Heute ist die Bakterienflora des  Darmes bei immer mehr Menschen nicht in Ordnung. Kein Wunder, denn sie ist vielen Angriffen ausgesetzt: Antibiotika zerstören neben den Krankheitserregern auch oft die gutartigen Bakterien der Darmflora.

Ein anderes häufiges Mittel,  Kortison, unterdrückt das Immunsystem, das sonst schädliche Keime aus dem Darm  fernhält. So haben Krankheitserreger Gelegenheit, die nützlichen Darmbakterien zu verdrängen.

Nachteilig wirken sich ebenfalls schlechte Eßgewohnheiten (Zucker, Weißmehl, Alkohol), die Antibabypille, und Umweltgifte aus.

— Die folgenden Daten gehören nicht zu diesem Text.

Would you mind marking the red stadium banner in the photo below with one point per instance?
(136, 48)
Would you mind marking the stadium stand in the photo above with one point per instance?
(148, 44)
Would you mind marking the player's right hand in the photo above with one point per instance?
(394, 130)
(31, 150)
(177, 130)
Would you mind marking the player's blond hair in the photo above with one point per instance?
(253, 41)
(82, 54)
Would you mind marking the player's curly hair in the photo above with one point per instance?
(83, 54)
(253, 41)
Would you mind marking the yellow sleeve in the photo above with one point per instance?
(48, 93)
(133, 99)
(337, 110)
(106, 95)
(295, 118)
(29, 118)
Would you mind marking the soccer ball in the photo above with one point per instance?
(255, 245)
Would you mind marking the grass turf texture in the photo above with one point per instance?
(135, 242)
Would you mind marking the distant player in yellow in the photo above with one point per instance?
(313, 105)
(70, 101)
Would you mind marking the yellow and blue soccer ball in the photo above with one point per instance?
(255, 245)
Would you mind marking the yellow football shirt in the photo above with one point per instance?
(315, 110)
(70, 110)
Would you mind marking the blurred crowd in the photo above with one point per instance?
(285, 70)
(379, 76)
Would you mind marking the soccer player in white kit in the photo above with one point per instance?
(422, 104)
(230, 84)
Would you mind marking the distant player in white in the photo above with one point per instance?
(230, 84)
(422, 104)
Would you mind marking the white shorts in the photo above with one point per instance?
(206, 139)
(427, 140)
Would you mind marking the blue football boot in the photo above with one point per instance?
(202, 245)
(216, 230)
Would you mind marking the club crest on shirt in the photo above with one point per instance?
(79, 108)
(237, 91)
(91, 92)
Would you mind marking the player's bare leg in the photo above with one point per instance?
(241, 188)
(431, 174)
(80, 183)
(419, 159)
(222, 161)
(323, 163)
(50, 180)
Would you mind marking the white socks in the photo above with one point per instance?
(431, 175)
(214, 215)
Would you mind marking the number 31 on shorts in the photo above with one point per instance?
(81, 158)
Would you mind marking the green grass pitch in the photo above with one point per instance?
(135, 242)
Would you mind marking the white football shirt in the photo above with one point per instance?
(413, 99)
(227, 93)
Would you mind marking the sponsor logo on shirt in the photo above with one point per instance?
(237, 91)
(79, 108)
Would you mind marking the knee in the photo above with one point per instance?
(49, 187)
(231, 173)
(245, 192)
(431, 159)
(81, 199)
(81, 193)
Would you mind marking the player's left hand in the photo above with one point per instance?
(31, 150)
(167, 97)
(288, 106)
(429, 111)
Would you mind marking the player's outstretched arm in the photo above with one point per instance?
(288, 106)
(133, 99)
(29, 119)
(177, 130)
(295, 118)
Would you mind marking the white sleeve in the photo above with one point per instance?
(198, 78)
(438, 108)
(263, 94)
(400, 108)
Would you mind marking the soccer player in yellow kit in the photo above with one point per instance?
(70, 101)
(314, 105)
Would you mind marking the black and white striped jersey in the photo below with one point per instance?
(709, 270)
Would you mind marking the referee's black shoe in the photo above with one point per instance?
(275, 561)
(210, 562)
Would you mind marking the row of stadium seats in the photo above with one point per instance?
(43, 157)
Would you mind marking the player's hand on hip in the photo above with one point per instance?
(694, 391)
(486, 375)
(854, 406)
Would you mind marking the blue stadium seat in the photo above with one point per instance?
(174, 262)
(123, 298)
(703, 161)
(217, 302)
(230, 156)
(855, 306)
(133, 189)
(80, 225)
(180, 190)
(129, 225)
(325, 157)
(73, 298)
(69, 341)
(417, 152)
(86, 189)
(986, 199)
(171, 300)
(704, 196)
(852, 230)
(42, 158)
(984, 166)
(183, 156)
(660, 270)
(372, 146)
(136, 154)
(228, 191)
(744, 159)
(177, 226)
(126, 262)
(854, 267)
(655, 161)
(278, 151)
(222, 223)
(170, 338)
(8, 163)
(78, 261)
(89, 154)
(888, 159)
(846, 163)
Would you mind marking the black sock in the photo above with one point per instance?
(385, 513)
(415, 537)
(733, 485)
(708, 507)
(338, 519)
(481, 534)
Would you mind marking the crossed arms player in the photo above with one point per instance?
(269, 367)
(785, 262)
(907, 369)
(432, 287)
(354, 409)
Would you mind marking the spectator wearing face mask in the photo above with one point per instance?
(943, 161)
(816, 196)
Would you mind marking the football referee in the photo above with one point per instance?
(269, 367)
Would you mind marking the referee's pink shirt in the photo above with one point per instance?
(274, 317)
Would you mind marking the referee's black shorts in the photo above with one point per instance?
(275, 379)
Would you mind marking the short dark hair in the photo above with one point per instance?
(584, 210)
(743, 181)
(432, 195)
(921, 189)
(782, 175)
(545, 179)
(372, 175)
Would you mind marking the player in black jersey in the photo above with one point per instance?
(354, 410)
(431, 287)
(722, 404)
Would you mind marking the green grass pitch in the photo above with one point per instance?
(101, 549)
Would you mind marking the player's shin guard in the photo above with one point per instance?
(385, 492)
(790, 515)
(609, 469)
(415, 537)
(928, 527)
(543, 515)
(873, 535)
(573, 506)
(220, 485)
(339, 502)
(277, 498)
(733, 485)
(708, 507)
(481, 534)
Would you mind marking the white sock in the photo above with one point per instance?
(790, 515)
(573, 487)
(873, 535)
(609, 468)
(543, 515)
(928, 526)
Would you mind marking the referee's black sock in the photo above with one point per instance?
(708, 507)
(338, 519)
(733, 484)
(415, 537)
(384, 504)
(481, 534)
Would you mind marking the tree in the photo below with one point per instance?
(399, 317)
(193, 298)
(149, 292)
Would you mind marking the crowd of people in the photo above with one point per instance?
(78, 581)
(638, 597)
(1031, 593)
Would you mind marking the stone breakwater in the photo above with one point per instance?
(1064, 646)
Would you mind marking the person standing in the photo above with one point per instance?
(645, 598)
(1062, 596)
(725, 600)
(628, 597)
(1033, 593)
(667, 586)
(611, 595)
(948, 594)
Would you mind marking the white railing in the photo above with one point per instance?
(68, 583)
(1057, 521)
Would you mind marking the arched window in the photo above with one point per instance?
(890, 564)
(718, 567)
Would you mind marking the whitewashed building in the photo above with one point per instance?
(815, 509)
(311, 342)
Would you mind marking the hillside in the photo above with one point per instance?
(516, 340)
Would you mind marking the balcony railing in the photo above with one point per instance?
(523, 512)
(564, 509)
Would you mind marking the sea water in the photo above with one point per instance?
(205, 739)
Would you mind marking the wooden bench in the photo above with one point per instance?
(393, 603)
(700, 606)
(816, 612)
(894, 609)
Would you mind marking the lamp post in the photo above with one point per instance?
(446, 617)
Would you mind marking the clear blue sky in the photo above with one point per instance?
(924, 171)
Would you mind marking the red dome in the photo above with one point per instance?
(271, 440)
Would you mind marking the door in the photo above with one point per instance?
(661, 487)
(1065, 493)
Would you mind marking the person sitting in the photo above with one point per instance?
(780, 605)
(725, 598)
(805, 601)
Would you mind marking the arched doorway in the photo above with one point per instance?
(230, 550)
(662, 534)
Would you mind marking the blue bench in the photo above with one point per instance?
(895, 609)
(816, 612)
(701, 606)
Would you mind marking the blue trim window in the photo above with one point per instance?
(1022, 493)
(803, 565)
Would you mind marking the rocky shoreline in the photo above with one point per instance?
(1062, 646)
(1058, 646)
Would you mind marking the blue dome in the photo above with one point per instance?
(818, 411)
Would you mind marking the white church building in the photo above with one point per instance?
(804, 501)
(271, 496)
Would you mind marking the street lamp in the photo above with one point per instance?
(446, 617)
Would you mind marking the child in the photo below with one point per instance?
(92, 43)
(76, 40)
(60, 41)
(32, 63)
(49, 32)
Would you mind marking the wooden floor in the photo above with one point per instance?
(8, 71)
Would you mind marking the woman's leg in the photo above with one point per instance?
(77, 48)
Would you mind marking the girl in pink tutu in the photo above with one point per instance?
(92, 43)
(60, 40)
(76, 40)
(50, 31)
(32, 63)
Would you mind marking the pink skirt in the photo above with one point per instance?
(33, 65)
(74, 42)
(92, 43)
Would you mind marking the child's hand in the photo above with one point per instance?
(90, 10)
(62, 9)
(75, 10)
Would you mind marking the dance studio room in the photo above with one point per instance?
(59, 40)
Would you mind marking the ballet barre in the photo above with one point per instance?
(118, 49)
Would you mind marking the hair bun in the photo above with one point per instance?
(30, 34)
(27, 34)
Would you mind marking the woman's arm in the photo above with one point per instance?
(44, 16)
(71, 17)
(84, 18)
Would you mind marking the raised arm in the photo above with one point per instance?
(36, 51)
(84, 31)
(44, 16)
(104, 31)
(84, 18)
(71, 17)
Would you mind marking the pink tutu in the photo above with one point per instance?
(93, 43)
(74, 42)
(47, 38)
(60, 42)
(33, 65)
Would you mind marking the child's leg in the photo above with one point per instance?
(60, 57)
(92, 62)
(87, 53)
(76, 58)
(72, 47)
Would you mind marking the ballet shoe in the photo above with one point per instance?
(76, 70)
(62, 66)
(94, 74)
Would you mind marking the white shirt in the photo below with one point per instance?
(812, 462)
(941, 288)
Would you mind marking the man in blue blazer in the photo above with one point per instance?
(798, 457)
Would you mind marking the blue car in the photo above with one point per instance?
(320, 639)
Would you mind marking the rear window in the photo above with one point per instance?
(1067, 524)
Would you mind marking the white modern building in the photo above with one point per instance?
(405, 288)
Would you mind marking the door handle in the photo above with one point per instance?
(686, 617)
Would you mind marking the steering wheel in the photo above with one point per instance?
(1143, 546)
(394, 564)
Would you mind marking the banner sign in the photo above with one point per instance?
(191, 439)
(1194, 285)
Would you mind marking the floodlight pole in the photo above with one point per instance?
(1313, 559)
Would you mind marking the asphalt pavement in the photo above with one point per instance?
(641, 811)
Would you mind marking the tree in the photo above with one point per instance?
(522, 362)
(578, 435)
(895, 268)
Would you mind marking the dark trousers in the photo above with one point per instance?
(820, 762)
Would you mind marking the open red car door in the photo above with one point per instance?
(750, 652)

Störungen der Darmflora haben verschiedene gesundheitliche Folgen:

Verstopfung, Durchfall, Blähungen.

Dadurch wird die Aufnahme von Vitaminen beeinträchtigt, so dass es zu Mangelerscheinungen kommen kann. Parodontose, Allergien, Neurodermitis, Pilzerkrankungen, Depressionen, Herzrhythmusstörungen, Gelenkbeschwerden stehen ebenfalls oft im Zusammenhang mit Darmflorastörungen.

Auch bei schwersten Krankheiten wie entzündlichem Rheuma, Krebs, oder anderen Immunerkrankungen spielen sie eine große Rolle.